Law Firms Opt for Smaller Offices

Law Firms Opt for Smaller Offices

Whereas the technology sector has been in growth mode over the past 10 years, financial services and law firms, the office growth drivers of decades past, have been the losers. While technology and management consulting sectors have both experienced growth of more than 40 percent between July 2007 and July 2016, financial services and law firms each show an almost 5 percent decline in headcount, according to a new study by real estate services firm Savills Studley. Legal hiring, in particular, has been stagnant.

All is not bleak for law firms, however, as revenue gains increased from 3.3 percent in early 2015 to 4.4 percent in early 2016, according to a report on the top legal companies by Citi Private Bank’s law firm group. The analysis traced the rise to increases in billing, not more demand for services. Pressure to eliminate hourly fee arrangements in place of fixed costs and continued merger activity have kept growth down at law firms, according to the Savills study. The report includes a list of almost 60 mergers/acquisitions in the legal industry in just this year.

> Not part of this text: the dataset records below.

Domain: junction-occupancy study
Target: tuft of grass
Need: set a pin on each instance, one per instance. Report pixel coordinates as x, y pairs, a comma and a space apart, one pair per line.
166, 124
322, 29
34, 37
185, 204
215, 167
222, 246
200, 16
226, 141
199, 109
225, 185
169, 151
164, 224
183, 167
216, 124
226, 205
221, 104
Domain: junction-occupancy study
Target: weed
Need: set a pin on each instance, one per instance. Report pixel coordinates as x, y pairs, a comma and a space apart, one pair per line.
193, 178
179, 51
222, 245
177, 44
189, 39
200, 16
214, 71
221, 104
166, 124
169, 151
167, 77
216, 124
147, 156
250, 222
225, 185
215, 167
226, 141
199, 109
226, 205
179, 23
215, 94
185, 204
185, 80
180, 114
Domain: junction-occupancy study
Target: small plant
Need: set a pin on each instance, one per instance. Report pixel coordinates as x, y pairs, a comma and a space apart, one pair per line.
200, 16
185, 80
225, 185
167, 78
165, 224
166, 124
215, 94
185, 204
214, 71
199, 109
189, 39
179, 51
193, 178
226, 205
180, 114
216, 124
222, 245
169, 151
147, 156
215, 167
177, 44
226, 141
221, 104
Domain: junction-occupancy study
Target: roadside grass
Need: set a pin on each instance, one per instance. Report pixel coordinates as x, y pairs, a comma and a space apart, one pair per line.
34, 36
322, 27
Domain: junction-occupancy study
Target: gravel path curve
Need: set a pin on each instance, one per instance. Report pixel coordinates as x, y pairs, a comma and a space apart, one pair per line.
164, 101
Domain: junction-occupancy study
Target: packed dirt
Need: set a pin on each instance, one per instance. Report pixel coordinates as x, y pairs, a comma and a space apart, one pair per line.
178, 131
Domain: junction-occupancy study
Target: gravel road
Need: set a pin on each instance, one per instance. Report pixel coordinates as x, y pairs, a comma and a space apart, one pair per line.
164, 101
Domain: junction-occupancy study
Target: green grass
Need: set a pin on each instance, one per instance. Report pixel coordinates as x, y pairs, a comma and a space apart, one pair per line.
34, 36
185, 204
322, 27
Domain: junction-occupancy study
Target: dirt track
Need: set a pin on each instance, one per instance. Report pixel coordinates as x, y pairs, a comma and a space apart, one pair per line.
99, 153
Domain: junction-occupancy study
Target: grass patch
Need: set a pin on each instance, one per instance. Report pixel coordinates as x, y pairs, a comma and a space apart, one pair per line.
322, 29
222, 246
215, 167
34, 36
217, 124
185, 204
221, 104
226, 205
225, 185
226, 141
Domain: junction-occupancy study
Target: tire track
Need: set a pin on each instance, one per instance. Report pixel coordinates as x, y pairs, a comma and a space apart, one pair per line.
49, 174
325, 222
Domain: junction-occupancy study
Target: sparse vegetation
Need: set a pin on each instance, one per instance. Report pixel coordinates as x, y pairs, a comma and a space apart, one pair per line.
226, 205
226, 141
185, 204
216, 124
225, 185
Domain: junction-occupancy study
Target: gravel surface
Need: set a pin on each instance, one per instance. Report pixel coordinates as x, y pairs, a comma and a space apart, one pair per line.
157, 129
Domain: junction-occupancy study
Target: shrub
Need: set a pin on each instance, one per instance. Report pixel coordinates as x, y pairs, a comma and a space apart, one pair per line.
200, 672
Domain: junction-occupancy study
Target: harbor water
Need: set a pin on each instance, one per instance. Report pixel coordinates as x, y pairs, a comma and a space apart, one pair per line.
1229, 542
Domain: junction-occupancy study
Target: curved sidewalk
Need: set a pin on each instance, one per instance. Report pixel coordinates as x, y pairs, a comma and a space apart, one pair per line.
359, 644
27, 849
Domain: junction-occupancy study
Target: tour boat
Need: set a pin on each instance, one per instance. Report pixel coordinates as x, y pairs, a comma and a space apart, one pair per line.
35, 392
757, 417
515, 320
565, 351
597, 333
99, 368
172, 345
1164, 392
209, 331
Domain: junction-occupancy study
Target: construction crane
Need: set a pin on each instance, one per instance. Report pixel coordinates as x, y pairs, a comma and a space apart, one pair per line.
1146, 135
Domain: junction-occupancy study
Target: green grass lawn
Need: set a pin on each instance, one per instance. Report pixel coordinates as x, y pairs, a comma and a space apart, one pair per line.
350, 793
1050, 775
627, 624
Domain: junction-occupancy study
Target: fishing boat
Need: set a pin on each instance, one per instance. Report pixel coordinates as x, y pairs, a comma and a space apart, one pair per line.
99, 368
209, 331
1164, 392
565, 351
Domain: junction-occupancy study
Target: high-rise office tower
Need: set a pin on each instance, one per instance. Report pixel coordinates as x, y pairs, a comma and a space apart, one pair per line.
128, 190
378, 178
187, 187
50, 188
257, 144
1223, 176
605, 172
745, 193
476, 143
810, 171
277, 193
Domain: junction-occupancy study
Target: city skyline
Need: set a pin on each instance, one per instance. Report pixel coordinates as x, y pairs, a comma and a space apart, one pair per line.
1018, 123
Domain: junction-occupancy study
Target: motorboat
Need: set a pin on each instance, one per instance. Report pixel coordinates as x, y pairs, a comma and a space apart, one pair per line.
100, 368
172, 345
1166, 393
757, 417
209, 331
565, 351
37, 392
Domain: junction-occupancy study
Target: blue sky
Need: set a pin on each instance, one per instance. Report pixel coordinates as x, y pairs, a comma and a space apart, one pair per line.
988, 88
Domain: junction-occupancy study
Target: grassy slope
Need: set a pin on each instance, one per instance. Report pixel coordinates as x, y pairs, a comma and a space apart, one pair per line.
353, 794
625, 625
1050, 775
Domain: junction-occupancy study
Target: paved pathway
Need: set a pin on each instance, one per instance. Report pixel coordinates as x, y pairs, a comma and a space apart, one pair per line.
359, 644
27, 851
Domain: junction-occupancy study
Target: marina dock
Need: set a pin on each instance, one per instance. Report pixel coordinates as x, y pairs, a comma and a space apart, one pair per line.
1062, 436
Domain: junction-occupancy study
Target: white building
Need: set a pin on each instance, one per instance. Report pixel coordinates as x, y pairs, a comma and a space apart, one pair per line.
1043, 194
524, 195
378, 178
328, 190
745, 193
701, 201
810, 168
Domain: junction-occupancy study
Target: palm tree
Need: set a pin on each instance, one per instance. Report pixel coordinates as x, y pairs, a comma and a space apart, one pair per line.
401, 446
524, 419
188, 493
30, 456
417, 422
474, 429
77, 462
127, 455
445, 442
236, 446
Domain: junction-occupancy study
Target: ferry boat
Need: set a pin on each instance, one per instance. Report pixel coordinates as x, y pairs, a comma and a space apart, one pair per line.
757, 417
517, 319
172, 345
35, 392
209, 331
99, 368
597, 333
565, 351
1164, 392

As a result, more law firms are joining the current trend in shrinking personal workspaces, even for partners, according to Heidi Learner, chief economist at Savills Studley. While new Millennial associates are more likely to accept offices of about 150 sq. ft., Learner says even the mid-level and top partners are opting for a better bottom line over having room for a couch and coffee table in 300 to 500 sq. ft. offices.

“This has been fairly recent—giving a partner only 150 sq. ft. These are people who have been in the business for 20 to 30 years. However, it’s hard for partners to argue that having less space makes them less efficient,” Learner notes.

The Savills study lists a dozen law firms that have moved to the smaller, standard office sizes for all employees, including Alston & Bird in Los Angeles, Seyfarth Shaw in Atlanta and Womble Carlyle and Nixon Peabody in Washington, D.C. Just five years ago, that list would have been much smaller.

“It’s getting a lot easier to do if the firm across the street is doing it,” Learner says. “Once a trend gets going and gets critical mass, it starts to spread to more firms. When more firms are under pressure to trim expenses, the more likely they are going to be to consider this move.”

Not all firms are taking such measures, but many legal practices are cutting down on the amount of space they occupy. Arnstein & Lehr announced in August that it will move from 100,000 sq. ft. at 120 S. Riverside Plaza in the West Loop of Chicago to a 65,000-sq.-ft. space subleased from another law firm, Polsinelli, at 161 N. Clark St. near the city’s central business district (CBD). Polsinelli is also moving into smaller space at the new office tower going up at 150 N. Riverside Plaza. Other firms downsizing include Mayer Brown, which went from almost 350,000 sq. ft. to 265,000 sq. ft. at the Hyatt Center in Chicago; Paul Hastings in San Francisco, which shrank from 70,000 sq. ft. to 40,000 sq. ft.; and DLA Piper, which eliminated 40,000 sq. ft. of space at its New York City office.

While law firms are traditionally one of the key tenants to anchor new office towers, more recently they have been moving to make more efficient use of space rather than to gain bragging rights, Learner notes.

Firms consolidating from old space can design smaller offices for employees and more collaborative areas while shrinking total square footage. “In New York, for example, there are a lot of older spaces available that have huge columns running through the floor plates, or don’t have enough light for the creation of interior offices,” she says. “With new construction, the rent might be higher, but firms can configure their space to take less.”